In a pivotal scene in the critically acclaimed new film A Complete Unknown, starring Timothée Chalamet as a young Bob Dylan, Dylan and an assembled group of band members are in the studio about to record "Like a Rolling Stone," the song that defines Dylan's career. The producer of the track is Tom Wilson, who is credited with helping both Dylan and Simon and Garfunkel make the transition from folk to rock and thus to international stardom.
The title, A Complete Unknown, is from a line in that famous song, which shows up in Rolling Stone's most recent ranking of greatest rock songs of all time at No. 4. Being a complete unknown has not applied to Dylan for many decades, but it is still sadly applicable to Tom Wilson.
A 2014 article in Texas Monthly called Wilson "the greatest music producer you've never heard of" and argued for his inclusion in the Rock Hall of Fame. In a Variety article from 2021, the film producer and Grammy-winning artist Greg Richling said, "Tom Wilson's many accomplishments as a music producer should have made him a household name with famed producers such as George Martin, Quincy Jones, and Jerry Wexler." Wilson and Jones were among the first Black producers to produce white musicians in 1963.
Wilson is a Texan, a native of Waco, where he attended one of the oldest Black churches in the city, New Hope Baptist Church, where musical greatness ran deep.

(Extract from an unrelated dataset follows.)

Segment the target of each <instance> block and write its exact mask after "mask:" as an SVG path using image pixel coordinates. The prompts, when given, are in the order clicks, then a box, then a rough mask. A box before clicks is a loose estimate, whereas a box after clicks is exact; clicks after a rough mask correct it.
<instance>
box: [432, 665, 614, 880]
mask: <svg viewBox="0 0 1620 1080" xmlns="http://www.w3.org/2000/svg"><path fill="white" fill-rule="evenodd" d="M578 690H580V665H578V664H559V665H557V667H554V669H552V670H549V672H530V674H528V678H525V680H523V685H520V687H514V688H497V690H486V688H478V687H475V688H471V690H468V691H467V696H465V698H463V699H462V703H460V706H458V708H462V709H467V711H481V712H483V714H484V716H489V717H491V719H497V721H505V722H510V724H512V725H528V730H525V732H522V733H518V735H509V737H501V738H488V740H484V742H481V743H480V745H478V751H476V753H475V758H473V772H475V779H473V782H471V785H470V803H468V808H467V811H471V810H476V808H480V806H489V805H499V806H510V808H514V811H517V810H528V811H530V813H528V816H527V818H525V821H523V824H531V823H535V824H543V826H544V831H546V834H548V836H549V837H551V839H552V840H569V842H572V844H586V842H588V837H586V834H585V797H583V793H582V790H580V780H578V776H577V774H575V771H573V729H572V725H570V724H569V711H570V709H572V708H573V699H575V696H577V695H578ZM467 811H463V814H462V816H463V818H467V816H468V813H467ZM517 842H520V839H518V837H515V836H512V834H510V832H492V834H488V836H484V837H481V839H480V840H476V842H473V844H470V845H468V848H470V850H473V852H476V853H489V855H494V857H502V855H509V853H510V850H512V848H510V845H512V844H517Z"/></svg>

New Hope's most famous member was Jules Bledsoe, who sang "Ol' Man River" on Broadway in 1927 and is widely recognized as one of the first Black opera stars.
Wilson began his college education at Fisk University before graduating from Harvard. In 1954, just after completing his Harvard education, he borrowed money to start his own jazz label and then eventually moved on to Columbia Records, where he produced Dylan and Simon and Garfunkel, among other rock greats.
The same year that he produced "Like a Rolling Stone," he also produced and then redid Simon and Garfunkel's "The Sounds of Silence." As an acoustic-folk song, it had gained only a modest audience. After that recording, the duo split but Wilson kept working on their music. He took the original acoustic track and, without their knowledge, overdubbed electric instruments, turning it into a No. 1 hit. The success led Simon and Garfunkel to reunite.
Dylan would go on to unrivaled attention, including the current film, while, by the early 1970s, Wilson had virtually disappeared. He died in 1978 at the age of 47 of a heart attack and is buried in Waco.
If their legacies seem to be polar opposites, they shared numerous similarities.
They both had broad musical tastes. Dylan's work included folk, rock and Black gospel music among other genres, while Wilson produced jazz and a wide range of rock music.
Both had exacting musical standards and could be ruthless in their assessments. Dylan's caustic judgments are well known. For his part, Wilson confessed to being initially skeptical of Dylan. "I didn't even particularly like folk music," he later said in an interview with Melody Maker. "I'd been recording ... John Coltrane, and I thought folk music was for the dumb guys. This guy played like the dumb guys. But then these words came out."
What is perhaps most striking in their similarities is their artistic and ideological independence. A Complete Unknown builds up to one of the defining moments from the 1960s, when Dylan, who had become the voice of the civil rights movement (he had performed at the March on Washington in 1963), went electric at the 1965 Newport Folk Festival, seeming to have abandoned both folk music and social justice. Neither was true as folk would continue to inform his sound and civil rights would appear as an ongoing theme in his music. Dylan was simply asserting his independence.
Wilson's musical independence led to conflicts with Dylan and to their splitting not long after the completion of "Like a Rolling Stone." As for his ideological independence, Wilson was president of the Young Republicans Club at Harvard — not a political alignment shared widely among the 1960s music set.
Most of all, they both made great music. In fact, what they made together is some of the greatest music of the 20th century.
To me, the best outcome from the film and this latest chapter in Dylan's celebrity would be if it renders Tom Wilson no longer a complete unknown.